Katz v. Sorsby

On Motion to Dismiss.

The opinion of the Court was delivered by

Levy, J.

The plaintiff, appellee, moves to dismiss this appeal on the following grounds:

1. “That all proper and necessary parties have not been made parties to this appeal, the defendant not having been made a party hereto.”

2. “That no appeal lies from such a judgment as that attempted to be appealed from, said judgment being an interlocutory one, which does not work irreparable injury.”

3. “ That there is no note of evidence, bill of exception, or assignment of errors of record, and, therefore, the appeal must be dismissed.”

The first ground urged is the only one which calls for our consideration. The second ground is disposed of by the authorities in 6 La. 435; 2 R. 342; 12 L. 149; 11 R. 160; 12 A. 455; 7 R. 232, in which it has been held and reaffirmed, that to entitle a party to an appeal from an interlocutory judgment, it is unnecessary that the injury he absolutely irreparable. It suffices that it may become irreparable by the final judgment or action of the Supreme Court on that judgment.

The objection that there is no note of evidence, bill of exceptions or assignment of errors of record, does not justify the dismissal of the appeal herein sought.

*590The certificate of the clerk is full and complete, and there is no suggestion of diminution. The record would enable the Supreme Court to decide on the merits. 15 A. 420; 18 A. 261; 5 N. S. 341; 14 L. 368.
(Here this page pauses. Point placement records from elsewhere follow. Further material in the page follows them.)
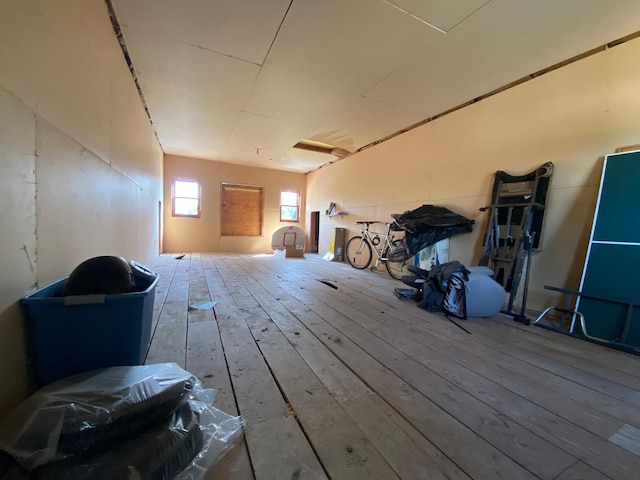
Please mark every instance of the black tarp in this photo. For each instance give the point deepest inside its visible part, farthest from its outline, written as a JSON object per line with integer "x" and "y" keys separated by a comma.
{"x": 429, "y": 224}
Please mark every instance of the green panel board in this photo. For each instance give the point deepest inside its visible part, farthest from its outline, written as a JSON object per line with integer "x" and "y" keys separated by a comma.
{"x": 612, "y": 273}
{"x": 619, "y": 205}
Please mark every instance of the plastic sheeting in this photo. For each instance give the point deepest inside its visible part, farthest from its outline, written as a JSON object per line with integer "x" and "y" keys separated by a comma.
{"x": 153, "y": 421}
{"x": 429, "y": 224}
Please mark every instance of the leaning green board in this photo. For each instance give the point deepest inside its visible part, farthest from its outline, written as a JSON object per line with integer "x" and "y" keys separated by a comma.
{"x": 612, "y": 265}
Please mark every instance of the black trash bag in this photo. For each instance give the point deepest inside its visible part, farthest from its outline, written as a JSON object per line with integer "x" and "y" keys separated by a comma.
{"x": 90, "y": 411}
{"x": 429, "y": 224}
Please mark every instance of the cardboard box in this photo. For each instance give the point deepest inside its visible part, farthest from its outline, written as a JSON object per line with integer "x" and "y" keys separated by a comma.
{"x": 294, "y": 251}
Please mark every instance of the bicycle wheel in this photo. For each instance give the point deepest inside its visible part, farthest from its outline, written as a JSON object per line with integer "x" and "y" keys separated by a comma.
{"x": 396, "y": 268}
{"x": 358, "y": 252}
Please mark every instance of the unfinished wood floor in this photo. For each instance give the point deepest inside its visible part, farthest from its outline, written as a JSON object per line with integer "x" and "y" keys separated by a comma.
{"x": 351, "y": 382}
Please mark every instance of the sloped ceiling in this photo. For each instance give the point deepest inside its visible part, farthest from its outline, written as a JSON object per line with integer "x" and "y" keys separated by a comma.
{"x": 244, "y": 81}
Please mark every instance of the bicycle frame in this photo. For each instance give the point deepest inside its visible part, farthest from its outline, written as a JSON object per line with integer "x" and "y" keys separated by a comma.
{"x": 379, "y": 247}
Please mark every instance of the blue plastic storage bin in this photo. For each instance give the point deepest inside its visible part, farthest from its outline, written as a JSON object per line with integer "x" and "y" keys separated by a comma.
{"x": 69, "y": 335}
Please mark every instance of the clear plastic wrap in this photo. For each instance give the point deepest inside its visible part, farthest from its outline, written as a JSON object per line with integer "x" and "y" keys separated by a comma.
{"x": 138, "y": 422}
{"x": 91, "y": 410}
{"x": 184, "y": 447}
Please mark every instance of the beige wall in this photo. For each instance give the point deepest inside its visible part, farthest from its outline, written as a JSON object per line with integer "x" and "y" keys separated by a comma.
{"x": 203, "y": 234}
{"x": 571, "y": 117}
{"x": 80, "y": 167}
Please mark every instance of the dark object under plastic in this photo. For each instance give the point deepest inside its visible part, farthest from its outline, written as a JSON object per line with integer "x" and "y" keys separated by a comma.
{"x": 160, "y": 453}
{"x": 106, "y": 274}
{"x": 91, "y": 411}
{"x": 429, "y": 224}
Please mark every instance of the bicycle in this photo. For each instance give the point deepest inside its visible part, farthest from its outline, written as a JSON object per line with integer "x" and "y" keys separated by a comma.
{"x": 389, "y": 250}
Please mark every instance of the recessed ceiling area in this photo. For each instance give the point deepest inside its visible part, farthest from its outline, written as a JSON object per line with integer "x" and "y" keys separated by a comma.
{"x": 244, "y": 82}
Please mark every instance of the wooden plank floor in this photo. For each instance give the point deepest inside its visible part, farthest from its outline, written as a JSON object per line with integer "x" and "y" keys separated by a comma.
{"x": 337, "y": 378}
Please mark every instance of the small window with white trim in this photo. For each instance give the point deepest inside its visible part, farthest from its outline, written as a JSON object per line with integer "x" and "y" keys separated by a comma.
{"x": 185, "y": 198}
{"x": 289, "y": 206}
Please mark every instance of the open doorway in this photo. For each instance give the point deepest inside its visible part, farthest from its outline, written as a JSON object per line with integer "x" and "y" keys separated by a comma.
{"x": 314, "y": 234}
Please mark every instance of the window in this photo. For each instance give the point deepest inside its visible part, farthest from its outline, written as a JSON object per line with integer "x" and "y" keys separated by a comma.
{"x": 241, "y": 209}
{"x": 185, "y": 198}
{"x": 289, "y": 206}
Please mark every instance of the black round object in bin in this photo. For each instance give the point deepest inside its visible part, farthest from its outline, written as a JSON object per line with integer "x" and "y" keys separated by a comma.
{"x": 106, "y": 274}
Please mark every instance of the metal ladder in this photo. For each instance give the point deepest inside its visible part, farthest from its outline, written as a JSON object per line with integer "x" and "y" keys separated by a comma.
{"x": 513, "y": 232}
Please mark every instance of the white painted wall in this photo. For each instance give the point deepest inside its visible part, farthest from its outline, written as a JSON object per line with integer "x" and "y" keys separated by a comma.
{"x": 571, "y": 117}
{"x": 80, "y": 166}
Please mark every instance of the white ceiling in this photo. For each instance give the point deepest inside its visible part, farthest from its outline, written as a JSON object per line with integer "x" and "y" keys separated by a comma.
{"x": 242, "y": 81}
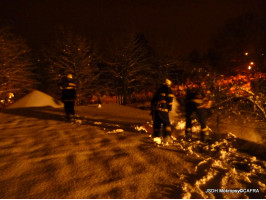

The first ground, however, is serious, and the failure to make the defendant a party to the appeal, in our opinion, is fatal.

The rule that all parties to a judgment must be made parties to the appeal, is only deviated from in case of merely nominal parties without interest. 3 A. 317,

It has been held, in 3 A. 623, that, where plaiutiff in execution obtains judgment against a garnishee, from the judgment against whom defendant appeals, the garnishee must be made a party to the appeal, or it will be dismissed. Being interested in the judgment, it can neither be affirmed nor reversed without giving him an opportunity of being heard. So in an attachment suit begun by garnishment, plaintiff, in appealing from a judgment of dismissal, must make the garnishees parties. See also, 14 A. 219. We think the rule thus laid down, may, with equal force, be applied to the present case, 12 A. 801.

In this instance the appeal was granted on petition, and there was a prayer for the citation only of the plaintiff. No citation issued to the defendant, nor has he made any appearance in this appeal.

That he is interested in the judgment seems to us apparent and incontrovertible. In the original attachment suit a judgment was obtained against him serving as the basis or measure of the judgment against the garnishee, and whether that obtained against the latter is final or interlocutory,, and working irreparable injury, is immaterial, as he must have the opportunity of being heard,” in a matter in whichlie is surely interested to the extent of the funds belonging to him in the hands of the garnishee, which are sought to be applied to the extinguishment of the debt claimed in the suit.

See Louque’s Digest, title appeal, Y. p. 43, (b. I, no. I, and authorities there cited). Also, 16 A. 40.

The-motion to dismiss must prevail, and it-is, therefore, ordered that the appeal herein be dismissed at the costs of appellant.